Mr. W.D. Howells, in an article written just after the novelist's death, said:[[3]]—"It was my good fortune to have the courage to write to du Maurier when Trilby was only half printed, and to tell him how much I liked the gay sad story. In every way it was well that I did not wait for the end, for the last third of it seemed to me so altogether forced in its conclusions that I could not have offered my praises with a whole heart, nor he accept them with any pleasure, if the disgust with its preposterous popularity, which he so frankly, so humorously expressed, had then begun in him."
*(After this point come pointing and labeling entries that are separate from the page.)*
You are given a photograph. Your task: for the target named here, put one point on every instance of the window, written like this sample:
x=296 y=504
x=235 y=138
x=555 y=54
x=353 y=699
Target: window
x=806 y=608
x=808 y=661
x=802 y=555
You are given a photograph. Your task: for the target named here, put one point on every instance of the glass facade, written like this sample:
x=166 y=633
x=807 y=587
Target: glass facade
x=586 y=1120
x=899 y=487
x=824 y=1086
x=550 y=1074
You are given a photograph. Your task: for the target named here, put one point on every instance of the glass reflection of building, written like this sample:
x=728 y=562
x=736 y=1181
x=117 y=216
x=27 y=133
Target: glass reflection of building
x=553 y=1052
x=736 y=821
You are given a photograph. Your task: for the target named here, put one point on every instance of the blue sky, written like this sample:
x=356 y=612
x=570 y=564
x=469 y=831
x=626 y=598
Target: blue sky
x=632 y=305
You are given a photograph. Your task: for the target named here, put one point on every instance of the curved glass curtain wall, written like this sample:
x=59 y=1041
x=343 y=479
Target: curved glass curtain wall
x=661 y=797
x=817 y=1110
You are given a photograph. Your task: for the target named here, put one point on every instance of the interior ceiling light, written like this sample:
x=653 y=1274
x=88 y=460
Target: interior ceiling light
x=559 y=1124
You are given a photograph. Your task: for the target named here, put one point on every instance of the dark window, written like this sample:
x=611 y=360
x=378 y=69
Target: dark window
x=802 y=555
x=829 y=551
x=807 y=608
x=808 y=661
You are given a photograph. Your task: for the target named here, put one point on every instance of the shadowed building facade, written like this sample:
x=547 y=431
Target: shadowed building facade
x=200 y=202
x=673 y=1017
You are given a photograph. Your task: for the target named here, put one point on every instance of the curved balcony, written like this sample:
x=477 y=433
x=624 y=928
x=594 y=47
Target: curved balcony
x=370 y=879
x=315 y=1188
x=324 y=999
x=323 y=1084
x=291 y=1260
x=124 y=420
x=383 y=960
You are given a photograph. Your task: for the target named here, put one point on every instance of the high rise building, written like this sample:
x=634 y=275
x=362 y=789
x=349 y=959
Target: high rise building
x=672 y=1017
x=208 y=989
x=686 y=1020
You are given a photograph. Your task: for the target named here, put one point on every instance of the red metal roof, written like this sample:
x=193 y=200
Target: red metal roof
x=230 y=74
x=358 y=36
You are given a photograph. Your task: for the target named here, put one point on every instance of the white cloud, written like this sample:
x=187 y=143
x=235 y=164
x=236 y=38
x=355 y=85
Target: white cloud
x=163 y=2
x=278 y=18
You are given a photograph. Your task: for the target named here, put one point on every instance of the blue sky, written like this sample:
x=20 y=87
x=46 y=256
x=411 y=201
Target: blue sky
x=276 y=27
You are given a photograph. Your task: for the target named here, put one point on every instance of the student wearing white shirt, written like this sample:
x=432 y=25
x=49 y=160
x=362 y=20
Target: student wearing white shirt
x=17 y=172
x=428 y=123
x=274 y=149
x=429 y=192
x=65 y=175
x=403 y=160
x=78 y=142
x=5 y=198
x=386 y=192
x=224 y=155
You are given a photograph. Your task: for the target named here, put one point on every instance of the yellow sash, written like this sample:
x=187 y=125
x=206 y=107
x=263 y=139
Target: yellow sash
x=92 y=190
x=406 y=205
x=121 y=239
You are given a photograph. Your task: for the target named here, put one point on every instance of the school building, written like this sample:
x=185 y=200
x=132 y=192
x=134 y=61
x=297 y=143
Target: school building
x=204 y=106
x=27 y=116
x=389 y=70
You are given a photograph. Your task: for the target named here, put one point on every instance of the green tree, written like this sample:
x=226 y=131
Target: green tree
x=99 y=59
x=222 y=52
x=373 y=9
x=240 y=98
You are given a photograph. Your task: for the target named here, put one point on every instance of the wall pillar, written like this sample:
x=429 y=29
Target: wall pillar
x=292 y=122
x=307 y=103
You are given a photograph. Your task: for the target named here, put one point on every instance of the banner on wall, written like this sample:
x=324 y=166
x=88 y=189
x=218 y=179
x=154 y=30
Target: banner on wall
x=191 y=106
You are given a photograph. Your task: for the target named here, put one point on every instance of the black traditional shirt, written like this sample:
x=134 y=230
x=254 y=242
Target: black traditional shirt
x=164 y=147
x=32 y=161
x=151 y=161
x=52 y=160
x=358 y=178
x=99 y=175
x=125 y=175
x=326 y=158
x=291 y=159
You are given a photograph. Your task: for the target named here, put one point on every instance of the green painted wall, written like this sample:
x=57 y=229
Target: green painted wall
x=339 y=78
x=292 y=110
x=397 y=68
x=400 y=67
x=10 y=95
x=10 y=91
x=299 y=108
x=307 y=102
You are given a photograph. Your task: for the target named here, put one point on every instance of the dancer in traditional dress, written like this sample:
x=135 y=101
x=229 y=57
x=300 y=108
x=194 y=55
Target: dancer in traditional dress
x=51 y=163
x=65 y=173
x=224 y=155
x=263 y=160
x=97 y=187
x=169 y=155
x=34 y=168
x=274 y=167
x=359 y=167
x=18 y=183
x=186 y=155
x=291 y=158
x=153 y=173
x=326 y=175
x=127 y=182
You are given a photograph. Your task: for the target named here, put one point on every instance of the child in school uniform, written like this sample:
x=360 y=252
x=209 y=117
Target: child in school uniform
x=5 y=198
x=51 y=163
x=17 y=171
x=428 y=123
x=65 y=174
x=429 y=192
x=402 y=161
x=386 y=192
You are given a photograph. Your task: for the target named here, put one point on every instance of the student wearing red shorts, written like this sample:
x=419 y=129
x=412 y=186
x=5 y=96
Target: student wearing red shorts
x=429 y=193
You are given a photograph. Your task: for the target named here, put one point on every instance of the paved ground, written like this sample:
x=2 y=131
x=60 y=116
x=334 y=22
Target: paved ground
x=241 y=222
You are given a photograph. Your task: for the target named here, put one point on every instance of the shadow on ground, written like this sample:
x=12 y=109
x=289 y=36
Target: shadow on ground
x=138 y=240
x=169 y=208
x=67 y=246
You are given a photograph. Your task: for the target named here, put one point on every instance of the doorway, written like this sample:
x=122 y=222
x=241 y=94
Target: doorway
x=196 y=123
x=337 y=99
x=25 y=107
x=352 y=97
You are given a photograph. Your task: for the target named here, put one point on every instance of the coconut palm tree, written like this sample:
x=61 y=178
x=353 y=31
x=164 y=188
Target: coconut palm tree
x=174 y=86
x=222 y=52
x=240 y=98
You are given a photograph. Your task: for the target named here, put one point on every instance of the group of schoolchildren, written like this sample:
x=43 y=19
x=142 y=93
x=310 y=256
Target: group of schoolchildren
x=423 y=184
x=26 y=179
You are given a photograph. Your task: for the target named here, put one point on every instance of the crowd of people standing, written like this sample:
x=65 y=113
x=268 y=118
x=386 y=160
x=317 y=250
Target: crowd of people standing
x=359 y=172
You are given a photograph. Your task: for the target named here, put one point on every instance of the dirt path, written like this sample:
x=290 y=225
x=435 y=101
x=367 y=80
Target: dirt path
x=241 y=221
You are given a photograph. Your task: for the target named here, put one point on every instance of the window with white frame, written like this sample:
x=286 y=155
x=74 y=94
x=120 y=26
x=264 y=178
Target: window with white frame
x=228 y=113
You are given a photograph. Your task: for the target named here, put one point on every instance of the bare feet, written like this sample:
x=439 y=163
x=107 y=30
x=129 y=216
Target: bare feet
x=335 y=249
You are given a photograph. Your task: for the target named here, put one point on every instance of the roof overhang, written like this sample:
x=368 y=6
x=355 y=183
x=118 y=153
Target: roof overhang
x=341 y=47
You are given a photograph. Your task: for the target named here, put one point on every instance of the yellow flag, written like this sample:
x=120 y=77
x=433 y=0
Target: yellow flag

The American critic describes the fact of du Maurier commencing novelist at sixty and succeeding, as one of the most extraordinary things in the history of literature, and without parallel. Perhaps the parallel has been shown in the case of Mr. de Morgan. Mr. Howells also speaks of du Maurier perfecting an attitude recognisable in Fielding, Sterne, Heine, and Thackeray—the confidential one. Du Maurier's Trilby was a confidence. But he adds, "It wants the last respect for the reader's intelligence—it wants whatever is the very greatest thing in the very greatest novelists—the thing that convinces in Hawthorne, George Eliot, Tourgénief, Tolstoy. But short of this supreme truth, it has every grace, every beauty, every charm." The word "Every" here seems to us an American exaggeration. We should ask ourselves whether in spite of all its confidentialness Trilby makes an intimate revelation. The rare quality of intimacy, that is the greatest thing in the very greatest novels.
The "boom" of Trilby, we are told, surprised du Maurier immensely, for he had not taken himself au sérieux as a novelist. Indeed it rather distressed him when he reflected that Thackeray never had a "boom."